Observations with radio waves carried out in the seventies proved that interstellar space is not only full of hydrogen and dust, but also contains complex chemical compounds, or gaseous molecules, such as water (H20), ammonium (NH3) and methanol (CH3OH). This finding was surprising since very few chemical reactions are found in interstellar gas, which is extremely thin and cold. Since then, there is proof that these complex molecules can catalyze in the surface of tiny grains of interstellar dust, providing a chance to plant the origins of life in young planets.
At a microscopic level, the landscapes in space reveal veritable chemical factories of amazing complexity. Chemical elements join together to form molecules, a continuous process which diversifies since, as molecules become hotter, they eject their dust and become gaseous molecules in space.
If chemical elements were letters, molecules would be words and, like our fingerprints, molecules are unique.
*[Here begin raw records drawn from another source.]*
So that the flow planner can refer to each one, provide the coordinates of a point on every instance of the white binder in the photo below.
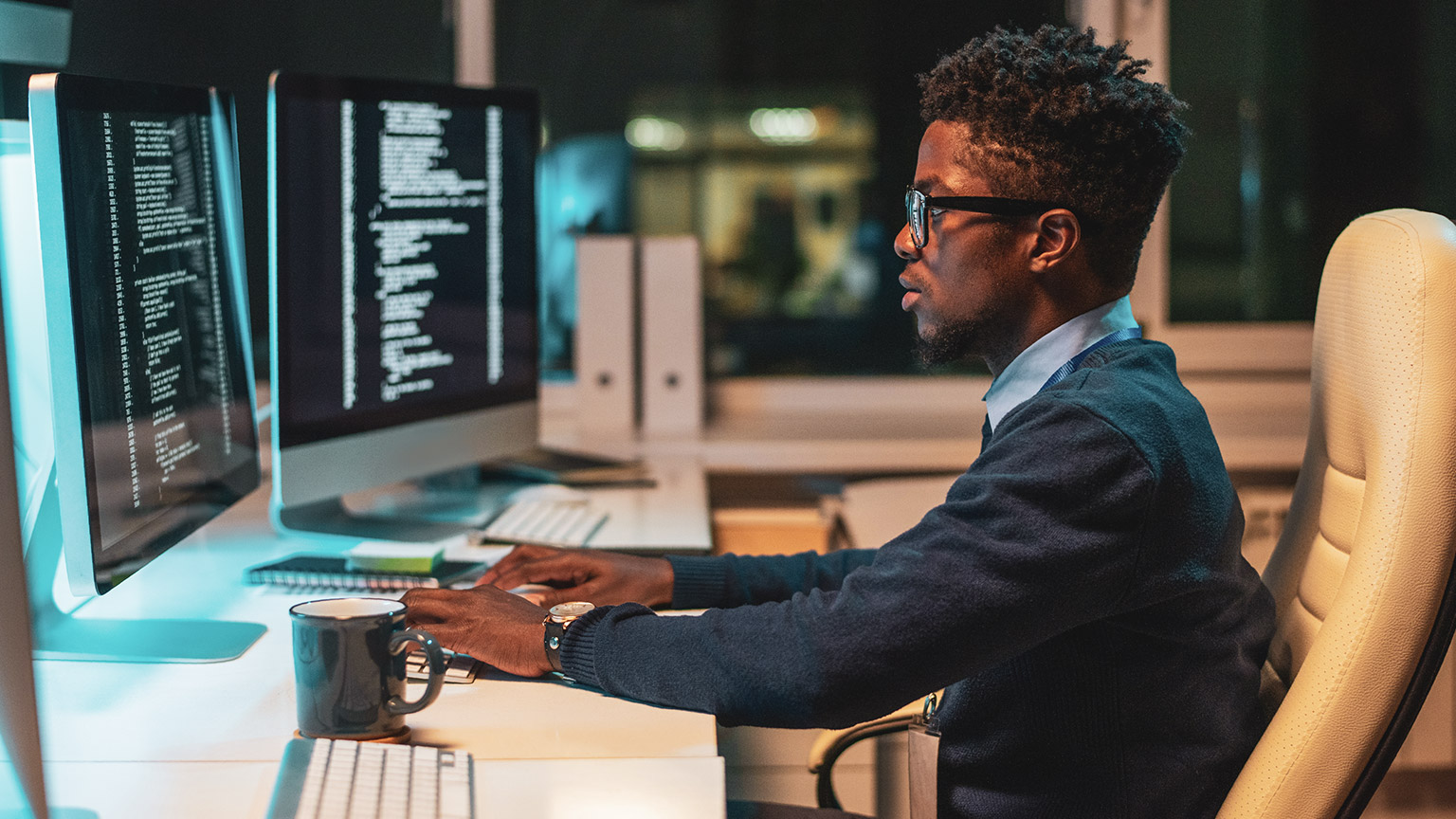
(606, 337)
(671, 337)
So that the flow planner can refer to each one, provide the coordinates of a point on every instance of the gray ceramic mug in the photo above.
(348, 662)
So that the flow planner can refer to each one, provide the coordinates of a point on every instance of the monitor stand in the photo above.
(432, 509)
(60, 636)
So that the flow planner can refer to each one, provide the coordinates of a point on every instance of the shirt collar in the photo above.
(1029, 371)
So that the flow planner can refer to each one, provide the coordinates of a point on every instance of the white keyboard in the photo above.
(338, 778)
(545, 522)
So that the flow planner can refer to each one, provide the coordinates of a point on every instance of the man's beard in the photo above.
(951, 343)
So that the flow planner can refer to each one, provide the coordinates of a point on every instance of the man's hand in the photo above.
(485, 623)
(578, 574)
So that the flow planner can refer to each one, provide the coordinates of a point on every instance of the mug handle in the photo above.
(437, 669)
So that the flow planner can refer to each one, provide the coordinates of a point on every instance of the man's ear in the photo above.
(1059, 235)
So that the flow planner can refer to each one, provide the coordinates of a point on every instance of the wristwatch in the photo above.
(556, 621)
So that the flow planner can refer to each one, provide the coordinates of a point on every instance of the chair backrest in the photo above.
(1361, 576)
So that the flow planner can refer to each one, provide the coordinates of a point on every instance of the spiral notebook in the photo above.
(332, 572)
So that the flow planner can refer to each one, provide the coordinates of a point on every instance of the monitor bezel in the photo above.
(291, 433)
(91, 570)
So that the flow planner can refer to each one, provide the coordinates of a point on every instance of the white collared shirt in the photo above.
(1028, 372)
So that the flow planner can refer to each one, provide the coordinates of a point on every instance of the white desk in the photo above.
(168, 739)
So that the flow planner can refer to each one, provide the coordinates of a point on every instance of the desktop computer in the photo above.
(404, 292)
(130, 381)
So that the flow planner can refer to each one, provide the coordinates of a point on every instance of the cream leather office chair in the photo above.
(1361, 576)
(1363, 573)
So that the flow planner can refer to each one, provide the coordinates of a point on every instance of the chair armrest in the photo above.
(831, 743)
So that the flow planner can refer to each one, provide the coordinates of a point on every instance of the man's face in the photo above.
(964, 286)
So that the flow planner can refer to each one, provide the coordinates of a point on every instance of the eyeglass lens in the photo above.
(915, 216)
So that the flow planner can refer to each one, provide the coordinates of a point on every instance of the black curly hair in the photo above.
(1056, 117)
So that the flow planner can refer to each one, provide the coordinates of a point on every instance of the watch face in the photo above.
(573, 610)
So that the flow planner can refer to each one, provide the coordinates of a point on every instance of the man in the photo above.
(1079, 592)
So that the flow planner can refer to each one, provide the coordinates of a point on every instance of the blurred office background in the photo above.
(782, 133)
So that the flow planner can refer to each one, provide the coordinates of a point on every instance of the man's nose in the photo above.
(904, 246)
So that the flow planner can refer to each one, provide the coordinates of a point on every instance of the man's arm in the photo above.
(1038, 537)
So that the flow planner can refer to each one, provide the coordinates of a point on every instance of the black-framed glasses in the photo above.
(918, 210)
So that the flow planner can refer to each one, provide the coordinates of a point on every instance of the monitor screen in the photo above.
(405, 244)
(152, 390)
(404, 292)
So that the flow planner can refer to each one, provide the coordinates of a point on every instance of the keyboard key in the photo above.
(351, 780)
(567, 523)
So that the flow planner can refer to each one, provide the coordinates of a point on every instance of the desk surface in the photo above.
(146, 719)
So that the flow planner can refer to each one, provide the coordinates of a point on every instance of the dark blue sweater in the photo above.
(1081, 592)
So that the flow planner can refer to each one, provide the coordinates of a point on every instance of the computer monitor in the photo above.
(404, 293)
(143, 428)
(22, 781)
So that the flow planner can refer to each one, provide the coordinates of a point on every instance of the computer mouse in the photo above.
(549, 493)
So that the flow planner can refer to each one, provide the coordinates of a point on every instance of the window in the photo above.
(781, 133)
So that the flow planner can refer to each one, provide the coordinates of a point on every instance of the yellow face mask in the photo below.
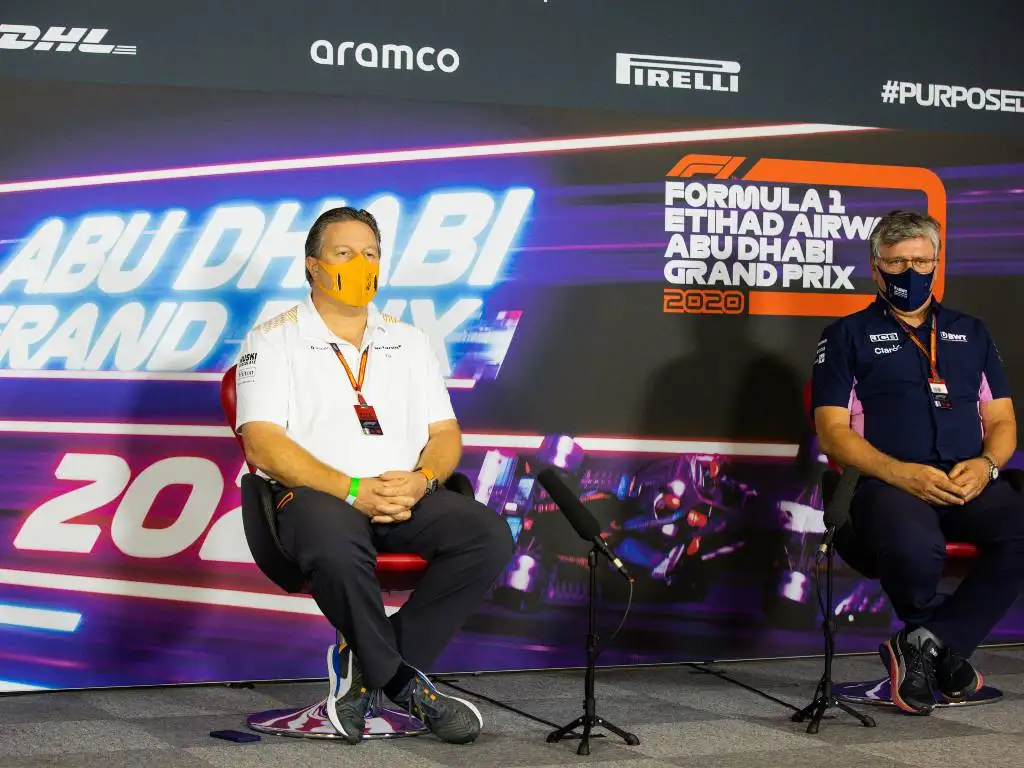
(353, 283)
Many molecules present in interstellar space emit specific radiation in the millimeter and submillimeter wavelengths that can be identified by ALMA. In some cases, these molecules are immersed inside oceans of a very complex chemical composition, which is a necessary requirement for life, as we know it, to appear.
Thus, while studying these molecules in space with ALMA, we obtain information on the temperatures and density of the clouds of gas and dust which are the birthplace of stars and planets, and we explore the cosmic origins of life in Earth-like planets.